The government recently announced their latest budget, which includes funding initiatives to improve services for transgender patients.
The government has allocated $2.18 million over four years, to improve primary healthcare services for transgender patients. Primary healthcare refers to a broad range of health services provided in communities, such as your regular doctor (General Practitioner), practice nurses, and others working in general practices. It does not include specialists such as endocrinologists or surgeons.
*Note that the new initiatives will not affect pre-existing initiatives – they will not replace the increased funding for genital reconstruction surgeries announced in 2019.
The new funding will, in part, go toward intensive upskilling at 8 clinics around the country, which will then specialise in providing gender affirming healthcare. With eight clinics around New Zealand, it is our hope there will be coverage for both the North and the South Island.
The details have not yet been decided, and will be developed by Health New Zealand.
The Associate Minister of Health Dr. Ayesha Verall has indicated that the budget will also include the development of guidelines and training for clinicians.
Pharmac and hormones
There has also been a significant increase to Pharmac’s budget.
Pharmac has put together a proposal on expanding the provisions of certain medications, including progesterone.
Progesterone can be included in gender affirming hormone treatment for transfeminine people.

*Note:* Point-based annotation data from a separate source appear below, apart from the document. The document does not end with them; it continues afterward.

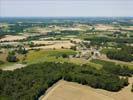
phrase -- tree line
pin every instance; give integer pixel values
(31, 82)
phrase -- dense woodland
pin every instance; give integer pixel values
(31, 82)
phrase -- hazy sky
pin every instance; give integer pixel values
(54, 8)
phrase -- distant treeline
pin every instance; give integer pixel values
(31, 82)
(99, 40)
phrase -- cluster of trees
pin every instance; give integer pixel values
(31, 82)
(12, 57)
(132, 88)
(1, 62)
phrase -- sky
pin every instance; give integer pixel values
(66, 8)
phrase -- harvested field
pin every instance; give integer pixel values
(72, 91)
(63, 90)
(53, 44)
(13, 67)
(12, 38)
(102, 27)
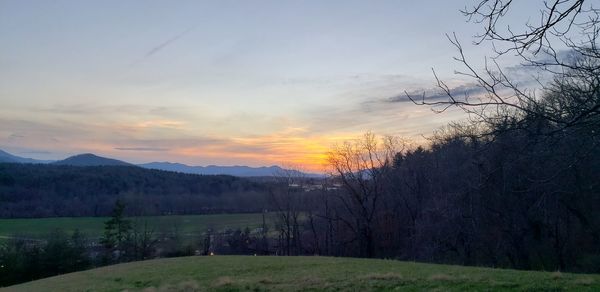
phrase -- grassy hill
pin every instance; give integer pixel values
(232, 273)
(94, 226)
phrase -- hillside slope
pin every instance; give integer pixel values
(50, 190)
(301, 273)
(89, 159)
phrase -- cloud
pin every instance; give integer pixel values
(433, 94)
(142, 149)
(163, 45)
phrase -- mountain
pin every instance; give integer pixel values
(7, 157)
(88, 159)
(243, 171)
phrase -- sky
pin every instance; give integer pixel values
(222, 82)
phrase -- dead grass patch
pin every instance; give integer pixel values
(384, 276)
(266, 281)
(556, 275)
(311, 280)
(584, 281)
(185, 286)
(441, 277)
(223, 281)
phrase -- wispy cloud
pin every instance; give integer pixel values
(163, 45)
(142, 149)
(432, 94)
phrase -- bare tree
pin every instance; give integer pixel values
(572, 24)
(286, 199)
(361, 167)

If you would like to know more about progesterone, you can read our guide to hormone therapy here, and download a study on progesterone here.
Pharmac is seeking feedback on their proposal before 5pm on Thursday the 2nd of June 2022, and we urge anyone who takes, or would like to take, progesterone to read their call for submissions and send an email in support to email@example.com
The budget also includes $2.5 million over three years to develop a rights based approach to healthcare for intersex young people. This is intended to develop a healthcare framework in which parents of intersex infants can receive supportive and accurate information which affirms intersex existence, and where intersex people can make their own informed decisions about the medical procedures they undertake, rather than being subjected to surgeries without their consent.